Re: PL/pgSQL EXECUTE '..' USING with unknown

Heikki Linnakangas <heikki.linnakangas@enterprisedb.com>

From: Heikki Linnakangas <heikki.linnakangas@enterprisedb.com>
To: Tom Lane <tgl@sss.pgh.pa.us>
Cc: Andrew Dunstan <andrew@dunslane.net>, PostgreSQL-development <pgsql-hackers@postgresql.org>
Date: 2010-08-06T07:40:22Z
Lists: pgsql-hackers

Attachments

On 06/08/10 01:13, Tom Lane wrote:
> Andrew Dunstan<andrew@dunslane.net>  writes:
>> On 08/05/2010 05:11 PM, Tom Lane wrote:
>>> This example doesn't seem terribly compelling.  Why would you bother
>>> using USING with constants?
>
>> In a more complex example you might use $1 in more than one place in the
>> query.
>
> Well, that's better than no justification, but it's still pretty weak.
> A bigger problem is that doing anything like this will require reversing
> the logical path of causation in EXECUTE USING.  Right now, we evaluate
> the USING expressions first, and then their types feed forward into
> parsing the EXECUTE string.  What Heikki is suggesting requires
> reversing that, at least to some extent.  I'm not convinced it's
> possible without breaking other cases that are more important.

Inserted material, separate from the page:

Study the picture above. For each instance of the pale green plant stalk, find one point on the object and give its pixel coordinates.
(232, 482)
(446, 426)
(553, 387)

One approach is to handle the conversion from unknown to the right data 
type transparently in the backend. Attached patch adds a 
coerce-param-hook for fixed params that returns a CoerceViaIO node to 
convert the param to the right type at runtime. That's quite similar to 
the way unknown constants are handled.

The patch doesn't currently check that a parameter is only resolved to 
one type in the same query, but that can be added.